どういったサービスをどれくらい受けられるのか?ということですが、介護の度合いによって使えるサービスの量が異なります。例えば軽い人ではAというサービスを1回しか受けられないが、重い人ではAを2回受けたり、AとBを1回ずつ受けられる、ということです。ケアマネージャーさんと相談し、介護を受ける本人、家族の希望を聞き取ってケアプランを作成いただくことになります。その中で訪問入浴や通所リハビリ、ショートステイといったサービスを組み合わせることになります。母は生活援助(訪問介護サービス)を受けることになり、自宅に週2回、30分ほどヘルパーさんに来ていただくことになりました。お願いしている業者さんではヘルパーさんは1人だけの固定ではなく、3人くらいが交代で来るといった感じです。仕事が終わると何をしたか、母の具合はどうだったかなど毎回報告書を記入しきちんとファイルして帰って行きます。

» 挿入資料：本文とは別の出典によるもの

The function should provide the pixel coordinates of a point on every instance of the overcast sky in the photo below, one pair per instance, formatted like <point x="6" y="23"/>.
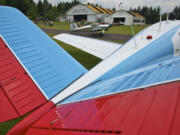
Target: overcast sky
<point x="166" y="5"/>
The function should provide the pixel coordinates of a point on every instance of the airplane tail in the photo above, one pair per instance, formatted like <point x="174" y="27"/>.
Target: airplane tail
<point x="73" y="26"/>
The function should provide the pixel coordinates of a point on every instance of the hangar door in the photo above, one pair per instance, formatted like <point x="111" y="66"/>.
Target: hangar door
<point x="119" y="20"/>
<point x="79" y="18"/>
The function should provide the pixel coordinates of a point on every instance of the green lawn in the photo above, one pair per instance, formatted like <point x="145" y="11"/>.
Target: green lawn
<point x="57" y="25"/>
<point x="85" y="59"/>
<point x="123" y="30"/>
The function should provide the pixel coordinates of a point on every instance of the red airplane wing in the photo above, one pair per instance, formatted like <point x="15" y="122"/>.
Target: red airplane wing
<point x="151" y="111"/>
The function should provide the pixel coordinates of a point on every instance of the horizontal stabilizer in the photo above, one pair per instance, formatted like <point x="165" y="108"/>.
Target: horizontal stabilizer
<point x="98" y="48"/>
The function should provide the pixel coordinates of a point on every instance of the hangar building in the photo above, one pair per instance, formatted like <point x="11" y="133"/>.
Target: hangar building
<point x="125" y="18"/>
<point x="87" y="13"/>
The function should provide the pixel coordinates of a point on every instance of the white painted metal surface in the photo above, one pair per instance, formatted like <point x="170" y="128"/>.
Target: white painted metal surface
<point x="176" y="43"/>
<point x="98" y="48"/>
<point x="116" y="58"/>
<point x="24" y="68"/>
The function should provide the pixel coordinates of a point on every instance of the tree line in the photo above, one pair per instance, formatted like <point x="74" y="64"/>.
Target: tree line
<point x="42" y="10"/>
<point x="45" y="10"/>
<point x="152" y="15"/>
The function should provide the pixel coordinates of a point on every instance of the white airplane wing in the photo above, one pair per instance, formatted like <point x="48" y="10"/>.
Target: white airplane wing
<point x="98" y="48"/>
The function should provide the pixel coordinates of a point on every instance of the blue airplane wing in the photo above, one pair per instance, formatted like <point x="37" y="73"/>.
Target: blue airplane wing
<point x="51" y="68"/>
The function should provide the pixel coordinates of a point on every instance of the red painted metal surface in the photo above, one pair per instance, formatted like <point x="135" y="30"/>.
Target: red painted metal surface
<point x="151" y="111"/>
<point x="18" y="93"/>
<point x="22" y="126"/>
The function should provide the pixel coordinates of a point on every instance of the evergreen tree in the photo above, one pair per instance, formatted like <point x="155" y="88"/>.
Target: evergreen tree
<point x="40" y="8"/>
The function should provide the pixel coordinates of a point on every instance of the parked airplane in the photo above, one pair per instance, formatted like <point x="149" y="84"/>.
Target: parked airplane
<point x="134" y="90"/>
<point x="95" y="27"/>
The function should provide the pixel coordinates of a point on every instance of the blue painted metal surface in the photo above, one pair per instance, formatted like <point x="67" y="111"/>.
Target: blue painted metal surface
<point x="49" y="65"/>
<point x="159" y="48"/>
<point x="159" y="72"/>
<point x="153" y="64"/>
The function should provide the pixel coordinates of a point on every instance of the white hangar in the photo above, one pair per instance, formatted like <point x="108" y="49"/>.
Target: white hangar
<point x="86" y="12"/>
<point x="125" y="18"/>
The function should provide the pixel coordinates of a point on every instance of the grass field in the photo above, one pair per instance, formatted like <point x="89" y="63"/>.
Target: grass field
<point x="87" y="60"/>
<point x="123" y="30"/>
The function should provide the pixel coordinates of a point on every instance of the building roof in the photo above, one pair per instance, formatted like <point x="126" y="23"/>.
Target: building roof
<point x="135" y="14"/>
<point x="99" y="9"/>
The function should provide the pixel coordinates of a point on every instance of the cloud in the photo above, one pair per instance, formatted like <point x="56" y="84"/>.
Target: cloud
<point x="166" y="5"/>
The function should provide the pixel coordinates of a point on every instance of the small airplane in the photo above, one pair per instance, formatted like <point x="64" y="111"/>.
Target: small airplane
<point x="134" y="90"/>
<point x="92" y="28"/>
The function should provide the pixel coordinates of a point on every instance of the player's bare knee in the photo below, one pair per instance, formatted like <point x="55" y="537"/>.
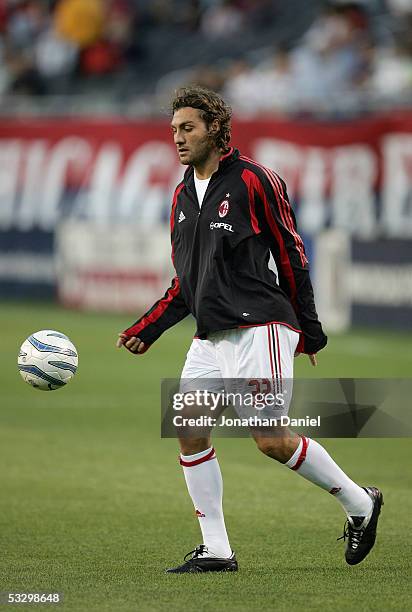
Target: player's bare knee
<point x="278" y="448"/>
<point x="191" y="446"/>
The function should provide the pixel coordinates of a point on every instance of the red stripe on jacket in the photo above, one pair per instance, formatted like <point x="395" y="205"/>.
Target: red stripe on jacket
<point x="172" y="214"/>
<point x="283" y="206"/>
<point x="155" y="314"/>
<point x="248" y="178"/>
<point x="284" y="257"/>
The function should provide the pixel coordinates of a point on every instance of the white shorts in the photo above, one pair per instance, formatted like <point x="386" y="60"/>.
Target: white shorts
<point x="255" y="357"/>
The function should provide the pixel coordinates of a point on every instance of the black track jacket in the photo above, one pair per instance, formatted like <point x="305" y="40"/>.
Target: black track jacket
<point x="221" y="252"/>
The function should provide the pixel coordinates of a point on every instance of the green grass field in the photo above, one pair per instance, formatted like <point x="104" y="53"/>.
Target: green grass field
<point x="93" y="503"/>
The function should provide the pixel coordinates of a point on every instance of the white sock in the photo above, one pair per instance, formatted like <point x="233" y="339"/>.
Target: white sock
<point x="314" y="463"/>
<point x="205" y="486"/>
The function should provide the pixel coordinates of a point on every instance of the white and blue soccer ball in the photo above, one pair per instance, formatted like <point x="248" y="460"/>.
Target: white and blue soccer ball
<point x="47" y="360"/>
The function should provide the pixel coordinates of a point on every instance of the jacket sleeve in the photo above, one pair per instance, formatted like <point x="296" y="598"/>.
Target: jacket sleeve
<point x="279" y="227"/>
<point x="165" y="313"/>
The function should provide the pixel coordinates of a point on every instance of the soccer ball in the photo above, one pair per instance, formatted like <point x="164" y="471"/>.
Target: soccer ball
<point x="47" y="360"/>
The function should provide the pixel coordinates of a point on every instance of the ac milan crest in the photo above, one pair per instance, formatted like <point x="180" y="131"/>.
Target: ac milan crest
<point x="223" y="208"/>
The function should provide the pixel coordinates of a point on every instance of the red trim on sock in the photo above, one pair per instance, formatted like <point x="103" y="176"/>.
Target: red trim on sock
<point x="302" y="455"/>
<point x="207" y="457"/>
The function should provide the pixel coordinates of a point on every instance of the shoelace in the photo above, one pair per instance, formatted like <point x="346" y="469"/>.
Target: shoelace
<point x="199" y="550"/>
<point x="354" y="535"/>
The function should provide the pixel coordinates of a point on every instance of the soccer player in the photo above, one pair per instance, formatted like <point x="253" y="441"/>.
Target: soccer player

後で知ったのですが、同居家族がいる場合、この生活援助を受けるのは難しいことがあるそうです。「昼は仕事をしていて不在」という理由では受けられないようで、別居で良かった……というのが正直な感想です。


介護認定は1回で終わりではなく、更新があります。

2年目は要介護1という2段階重い結果になりました。ただその分、使えるサービスの量が増え、週2回のヘルパーさん以外に、週に1回リハビリ型デイサービスに通うことになりました。ごく軽い筋トレといったところで、自宅までの送迎もしてくれます。これ以上筋肉が衰えないように運動するのが目的だそうで、母は週に1回、3時間のコースを利用しています。一緒に通っているお仲間と話をするのも楽しいようです。

つい先日2回目の更新がありましたが、結果は要介護1で変化なし。ケアプランを作成した際の母の希望は「周囲に迷惑をかけるが、できる限り家で過ごしたい」、家族の希望は「手助けはもちろんするが、近所まで買い物に行けるようになってほしい」ということで、これまで通り週に2回のヘルパーさんで生活援助、週に1回のリハビリで体力低下予防というプランを組んでいただきました。